Following the life-changing injuries to presenter Andrew Flintoff, Top Gear is being “rested for the foreseeable future”. As a euphemism it makes the BBC sound like the pet shop owner in Monty Python’s Dead Parrot sketch. Has the motoring magazine in fact (to paraphrase John Cleese’s aggrieved buyer) ceased to be, expired and gone to meet its maker?
If so, then its demise is long overdue. The 46-year-old TV show failed its MOT years ago – in 2015, to be precise, when Jeremy Clarkson was finally sacked and fellow presenters James May and Richard Hammond followed him out of the door.
The Clarkson, May and Hammond triumvirate re-made the formerly staid Top Gear in their own gung-ho image. So synonymous with the show did they become that when they decamped to Prime Video’s The Grand Tour, they took Top Gear’s spirit with them – lock, stock and two smoking exhaust pipes.
The BBC’s subsequent attempts to fill their enormous shoes was always going to feel like a tribute act – a half decent tribute act in the case of Flintoff and Paddy McGuinness, who succeeded the miscast Chris Evans and Matt LeBlanc.
The franchise is of course enormously profitable for the BBC’s commercial subsidiary, BBC Studios, with global syndication rights, live tours, books, a popular magazine and other merchandising. But so powerful is the Top Gear brand that profitability is no longer reliant on the existence of the TV show itself.
And the glory days when eight million viewers could be coaxed to watch Clarkson blow up a caravan and insult foreigners, or Hammond crash a drag racer and nearly kill himself, simply can’t be revived in the more politically sensitive, health-and-safety conscious present. And neither should they be. Trying to cling on to the anachronistic macho formula was dooming the programme to a slow death.
Love him or loathe him, Clarkson is an entertaining broadcaster (see Clarkson’s Farm for further proof). And in Hammond and May, he had his perfect backing band – an apt analogy given the trio’s likeness to superannuated 1970s rock stars. Their laddish and occasionally culturally insensitive banter often obscured the fact that they were well informed on the core subject of cars. Clarkson in particular has turned motor journalism into an art form.
Indeed (full disclosure) when last buying a car some 12 years ago, I consulted a copy of Clarkson’s collected Sunday Times motoring reviews. So I’ve ended up driving around in a 15-year-old Ford Mondeo – not glamorous, but as he suggested, a terrific, underrated car.
Anyway, a change is as good as a rest, and James May has responded to the cancellation by telling the BBC’s Today podcast that “there must be another way of doing a show about cars”.
Perhaps Top Gear should go back to what it used to be before the Clarkson takeover in 2002. Originally presented in 1977 by recent Strictly evictee Angela Rippon, this featured straightforward car reviews, road safety and consumer advice.
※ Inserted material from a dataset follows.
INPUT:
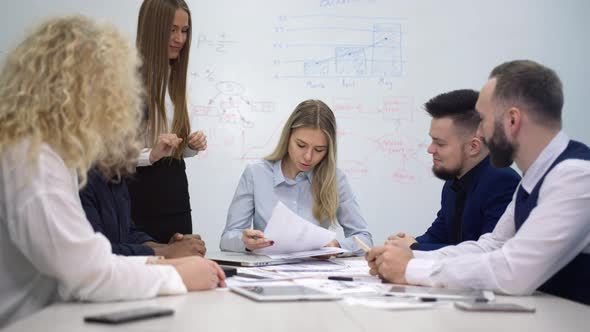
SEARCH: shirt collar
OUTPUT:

Not sexy, but stuff drivers can all relate to, unlike pitting Range Rovers against Challenger Tanks or driving a Mini Cooper down a ski jump. After all, motoring is changing, with electric cars and self-drive vehicles making the old “petrolhead” moniker obsolete.
There has been speculation that Prime Video may now be parting company with Clarkson (reportedly spurred on by his derogatory remarks about the Duchess of Sussex), although the streaming giant has not commented on the matter. If it did choose to discontinue The Grand Tour it would display the sort of ruthlessness that the BBC lacked in 2015.
It didn’t take a serious accident for them to recognise the difference between a classic car and a no-longer-roadworthy old banger.